事業構想大学院での研究を生かし 未来をつくる意志に出会う

今年3月に事業構想大学院大学を修了した4人が、更なる探求に向けて動き出した。周囲を巻き込み、事業を実行する「事業構想家」との議論を深め、事業構想修士ならではの視点で、気づきを共有する連載を始める。連載スタートにあたりそれぞれの「事業構想」への思いや意気込みを聞いた。

 

座談会は2021年5月27日に実施した

重藤 皆さんのプロフィールは非常に個性的ですが、その場でないと体験できないことに価値を見出しているという共通点もあります。それぞれ事業構想大学院大学(以下、MPD)入学のきっかけについて聞かせてください。

社会人としての経験を基盤に
様々な動機で入学を決める

高橋 私は、今60歳になりましたが、実はずっと社会人大学院で勉強したいと思っていました。54歳のときに、銀行からシンクタンクに出向して手掛けた地方創生の仕事には、未来をデザインするワクワク感がありました。地域活性に本格的に取り組んでみたくなりました。

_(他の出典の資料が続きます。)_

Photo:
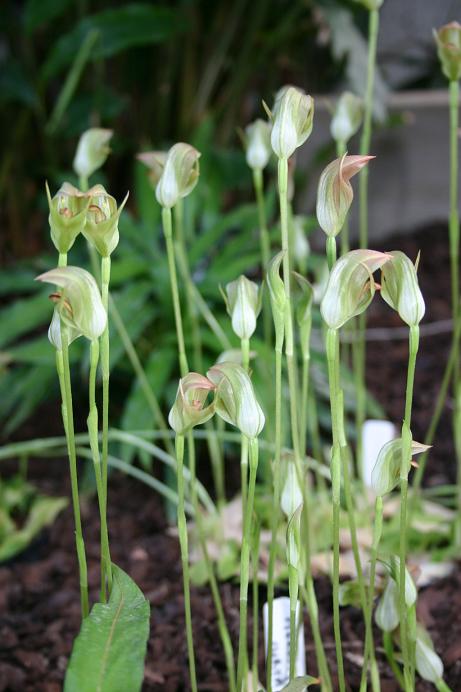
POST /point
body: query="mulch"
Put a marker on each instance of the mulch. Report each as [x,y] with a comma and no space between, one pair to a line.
[39,599]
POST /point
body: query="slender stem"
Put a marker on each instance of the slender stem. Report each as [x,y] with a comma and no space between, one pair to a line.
[292,382]
[293,589]
[62,362]
[359,347]
[181,257]
[168,233]
[377,532]
[341,149]
[275,514]
[105,372]
[92,422]
[454,236]
[183,542]
[245,351]
[389,651]
[222,626]
[336,489]
[245,562]
[167,227]
[440,403]
[136,364]
[215,451]
[404,469]
[265,244]
[255,562]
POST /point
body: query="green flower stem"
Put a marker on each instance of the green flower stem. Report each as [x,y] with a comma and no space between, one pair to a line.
[183,365]
[62,363]
[245,562]
[332,339]
[293,590]
[265,244]
[215,451]
[63,370]
[222,626]
[404,470]
[359,348]
[105,372]
[181,258]
[439,406]
[255,563]
[454,236]
[140,373]
[183,542]
[389,651]
[93,432]
[168,233]
[275,513]
[377,532]
[292,381]
[341,149]
[342,449]
[331,251]
[245,351]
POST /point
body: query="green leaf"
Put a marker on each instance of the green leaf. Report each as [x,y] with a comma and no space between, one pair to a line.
[300,684]
[119,29]
[42,513]
[108,654]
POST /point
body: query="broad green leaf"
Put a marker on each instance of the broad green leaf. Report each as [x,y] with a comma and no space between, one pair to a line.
[42,513]
[108,654]
[300,684]
[119,29]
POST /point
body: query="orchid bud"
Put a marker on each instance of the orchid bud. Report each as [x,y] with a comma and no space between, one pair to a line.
[235,399]
[350,287]
[179,176]
[293,550]
[300,243]
[101,229]
[189,407]
[448,39]
[291,497]
[258,144]
[243,302]
[92,151]
[387,611]
[293,115]
[400,288]
[428,664]
[67,216]
[334,193]
[79,304]
[155,162]
[347,117]
[386,471]
[277,291]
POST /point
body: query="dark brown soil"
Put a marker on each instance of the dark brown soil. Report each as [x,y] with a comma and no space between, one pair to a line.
[39,600]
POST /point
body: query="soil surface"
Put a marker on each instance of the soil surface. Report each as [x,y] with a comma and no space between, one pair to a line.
[39,599]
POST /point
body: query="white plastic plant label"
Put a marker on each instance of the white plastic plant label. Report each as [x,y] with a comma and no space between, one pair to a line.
[281,642]
[375,434]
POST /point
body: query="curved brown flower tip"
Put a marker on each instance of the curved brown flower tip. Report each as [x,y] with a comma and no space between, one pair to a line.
[189,407]
[334,194]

高橋恒夫(たかはし つねお)地域活性コンサルタント。出身地の長野で若者が集まる空間創出事業を2021年4月に起業

たまたま職場のある長野から東京に出張したときにこの大学院を知りました。その次の東京出張のときには入学の個別相談をしていただきました。

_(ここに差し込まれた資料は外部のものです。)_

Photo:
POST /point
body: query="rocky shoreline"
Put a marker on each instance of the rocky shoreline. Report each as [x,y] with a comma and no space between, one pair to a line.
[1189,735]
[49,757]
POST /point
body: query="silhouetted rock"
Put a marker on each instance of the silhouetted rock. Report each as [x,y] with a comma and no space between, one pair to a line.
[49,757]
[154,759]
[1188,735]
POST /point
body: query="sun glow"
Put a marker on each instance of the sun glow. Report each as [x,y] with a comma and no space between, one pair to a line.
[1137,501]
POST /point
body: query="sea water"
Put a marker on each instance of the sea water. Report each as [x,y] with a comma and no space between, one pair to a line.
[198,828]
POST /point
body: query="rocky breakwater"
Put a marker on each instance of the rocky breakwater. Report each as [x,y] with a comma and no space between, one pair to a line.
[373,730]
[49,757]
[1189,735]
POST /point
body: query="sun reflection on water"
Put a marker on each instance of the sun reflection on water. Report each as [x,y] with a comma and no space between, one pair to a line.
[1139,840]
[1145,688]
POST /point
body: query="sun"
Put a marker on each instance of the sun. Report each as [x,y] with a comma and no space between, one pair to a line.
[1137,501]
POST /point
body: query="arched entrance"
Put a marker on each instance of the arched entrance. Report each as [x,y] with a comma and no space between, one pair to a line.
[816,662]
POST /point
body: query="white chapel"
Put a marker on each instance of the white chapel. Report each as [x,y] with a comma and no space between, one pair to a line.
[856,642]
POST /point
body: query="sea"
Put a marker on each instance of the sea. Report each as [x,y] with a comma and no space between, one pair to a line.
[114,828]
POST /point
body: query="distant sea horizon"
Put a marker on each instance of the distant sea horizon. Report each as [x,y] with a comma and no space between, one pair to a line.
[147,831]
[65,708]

鏡 私は10年間青山で勤めていたので、実はMPDの前を毎日通っていて開校時から興味を持っていました。しかしそのときはまだ大学の門を叩く勇気がなかったんです。その後、もう一歩踏み出していきたいなという思いがあり、ここに入学すると、今いる場所から飛び出していけるのではという思いがありました。

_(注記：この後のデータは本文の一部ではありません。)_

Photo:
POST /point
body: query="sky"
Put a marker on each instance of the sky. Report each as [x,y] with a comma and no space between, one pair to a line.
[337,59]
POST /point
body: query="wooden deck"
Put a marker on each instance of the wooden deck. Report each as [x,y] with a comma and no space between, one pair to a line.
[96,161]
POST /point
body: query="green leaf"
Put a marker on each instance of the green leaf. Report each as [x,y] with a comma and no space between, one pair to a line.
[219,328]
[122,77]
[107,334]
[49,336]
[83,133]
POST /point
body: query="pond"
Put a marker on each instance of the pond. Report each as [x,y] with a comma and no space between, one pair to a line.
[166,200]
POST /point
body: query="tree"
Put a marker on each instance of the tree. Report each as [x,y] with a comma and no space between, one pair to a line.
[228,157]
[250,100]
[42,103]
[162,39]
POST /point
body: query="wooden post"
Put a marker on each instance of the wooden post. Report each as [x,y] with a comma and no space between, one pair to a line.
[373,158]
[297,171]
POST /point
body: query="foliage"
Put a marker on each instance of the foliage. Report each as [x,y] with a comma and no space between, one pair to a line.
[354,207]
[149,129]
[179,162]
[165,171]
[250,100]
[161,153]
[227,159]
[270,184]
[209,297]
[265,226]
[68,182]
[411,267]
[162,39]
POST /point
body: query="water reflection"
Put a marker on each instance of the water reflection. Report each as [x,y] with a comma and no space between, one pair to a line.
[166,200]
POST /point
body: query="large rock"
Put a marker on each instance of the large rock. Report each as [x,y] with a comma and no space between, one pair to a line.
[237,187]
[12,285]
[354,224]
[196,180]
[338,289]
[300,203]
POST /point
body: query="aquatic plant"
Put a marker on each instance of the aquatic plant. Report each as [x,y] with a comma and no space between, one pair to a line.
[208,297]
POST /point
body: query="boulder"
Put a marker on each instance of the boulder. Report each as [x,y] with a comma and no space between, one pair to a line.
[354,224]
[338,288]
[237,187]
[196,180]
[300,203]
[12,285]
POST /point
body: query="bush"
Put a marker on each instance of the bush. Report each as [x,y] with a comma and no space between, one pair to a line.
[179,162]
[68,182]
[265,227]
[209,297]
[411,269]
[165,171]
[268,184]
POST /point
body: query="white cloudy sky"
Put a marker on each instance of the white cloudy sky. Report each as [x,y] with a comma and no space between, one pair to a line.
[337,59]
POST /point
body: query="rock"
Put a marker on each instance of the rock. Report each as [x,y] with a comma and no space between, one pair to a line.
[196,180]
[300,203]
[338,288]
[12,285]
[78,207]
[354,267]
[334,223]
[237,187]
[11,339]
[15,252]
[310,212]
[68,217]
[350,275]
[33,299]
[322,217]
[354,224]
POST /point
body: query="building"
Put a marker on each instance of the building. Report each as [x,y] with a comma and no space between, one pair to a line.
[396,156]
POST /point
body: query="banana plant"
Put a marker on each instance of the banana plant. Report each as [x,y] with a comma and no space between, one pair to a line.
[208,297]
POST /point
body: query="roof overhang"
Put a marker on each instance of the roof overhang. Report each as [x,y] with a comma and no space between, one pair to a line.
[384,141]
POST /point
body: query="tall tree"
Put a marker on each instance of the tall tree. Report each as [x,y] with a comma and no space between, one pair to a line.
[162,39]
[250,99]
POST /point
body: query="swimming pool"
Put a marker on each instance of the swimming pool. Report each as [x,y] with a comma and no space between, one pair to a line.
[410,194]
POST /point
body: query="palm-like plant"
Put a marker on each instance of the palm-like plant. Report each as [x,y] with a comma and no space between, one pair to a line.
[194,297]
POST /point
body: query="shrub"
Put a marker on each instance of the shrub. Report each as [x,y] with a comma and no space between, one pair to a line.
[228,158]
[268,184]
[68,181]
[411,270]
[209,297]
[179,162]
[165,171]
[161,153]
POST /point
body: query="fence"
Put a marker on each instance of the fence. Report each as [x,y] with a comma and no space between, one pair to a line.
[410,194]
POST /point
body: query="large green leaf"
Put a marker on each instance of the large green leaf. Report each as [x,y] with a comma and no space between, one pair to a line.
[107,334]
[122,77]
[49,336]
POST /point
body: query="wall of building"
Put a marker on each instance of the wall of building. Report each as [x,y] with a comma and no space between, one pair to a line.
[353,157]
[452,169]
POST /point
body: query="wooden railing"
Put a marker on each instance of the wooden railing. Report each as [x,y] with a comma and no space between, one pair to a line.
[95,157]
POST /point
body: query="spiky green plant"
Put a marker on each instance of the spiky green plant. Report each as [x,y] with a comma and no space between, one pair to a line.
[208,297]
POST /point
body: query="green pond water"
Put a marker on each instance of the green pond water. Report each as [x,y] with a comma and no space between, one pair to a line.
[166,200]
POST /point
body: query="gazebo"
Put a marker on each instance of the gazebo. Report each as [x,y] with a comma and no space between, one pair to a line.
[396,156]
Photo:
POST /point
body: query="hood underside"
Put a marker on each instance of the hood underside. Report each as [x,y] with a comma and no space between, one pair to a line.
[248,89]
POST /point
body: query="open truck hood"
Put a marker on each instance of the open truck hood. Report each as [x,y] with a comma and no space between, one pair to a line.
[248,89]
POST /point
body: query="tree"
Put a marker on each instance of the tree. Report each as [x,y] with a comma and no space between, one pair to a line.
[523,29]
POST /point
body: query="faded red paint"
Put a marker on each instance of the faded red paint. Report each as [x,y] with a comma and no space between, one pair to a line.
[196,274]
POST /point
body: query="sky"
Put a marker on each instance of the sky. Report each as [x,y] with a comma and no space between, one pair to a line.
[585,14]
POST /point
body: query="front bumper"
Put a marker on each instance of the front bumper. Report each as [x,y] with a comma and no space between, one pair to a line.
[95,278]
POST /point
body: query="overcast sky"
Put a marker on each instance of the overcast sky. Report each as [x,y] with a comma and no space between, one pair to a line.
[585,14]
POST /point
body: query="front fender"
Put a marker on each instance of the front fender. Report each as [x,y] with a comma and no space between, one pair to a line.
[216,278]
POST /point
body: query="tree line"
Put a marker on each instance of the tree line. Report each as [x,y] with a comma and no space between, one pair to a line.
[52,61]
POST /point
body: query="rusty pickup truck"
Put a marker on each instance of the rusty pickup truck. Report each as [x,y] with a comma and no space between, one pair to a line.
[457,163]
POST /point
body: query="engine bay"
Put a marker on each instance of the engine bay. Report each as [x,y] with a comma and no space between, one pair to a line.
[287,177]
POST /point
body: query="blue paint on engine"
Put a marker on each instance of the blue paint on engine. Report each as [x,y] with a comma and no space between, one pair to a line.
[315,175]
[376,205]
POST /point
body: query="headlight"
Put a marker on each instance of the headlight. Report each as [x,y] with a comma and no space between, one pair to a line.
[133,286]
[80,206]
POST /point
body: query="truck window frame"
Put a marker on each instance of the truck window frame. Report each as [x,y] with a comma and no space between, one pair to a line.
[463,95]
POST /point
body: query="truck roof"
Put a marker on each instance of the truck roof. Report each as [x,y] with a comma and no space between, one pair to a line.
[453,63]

鏡晋吾(かがみ しんご)一級建築士。現在はシェアリングエコノミー協会の活動の傍ら、地域の人を繋ぎ、循環型の社会を目指す事業を構想中

重藤 長野と青山で働きながら地域活性を志す2人が2年間共に研究することができるのはすばらしい環境ですね。

角田 私の場合は、入学する前に住んでいた上海での経験が大きいです。その頃の上海は活気に満ち溢れていて、チャンスがたくさん転がっている印象でした。変化のスピードも早く、いろいろな面で日本がどんどん追い越されていくのを目の当たりにしました。そんな中で、自分が何をしたいのかと考えたときに、「職能を広げる」と「地域活性に携わる」の2つが浮かび上がってきました。職能という部分では、マーケティングコミュニケーションの前の段階を構築できるスキルを手に入れ、受注からのスタートという現状を変えたいなと思いました。

角田太一(つのだ たいち)外資系広告代理店勤務。在学中は、地域活性とともに、中高年の「再び」をテーマにした研究を実施

地域活性という部分では、海外で暮らしていた分、日本の魅力をそれまで以上に意識しました。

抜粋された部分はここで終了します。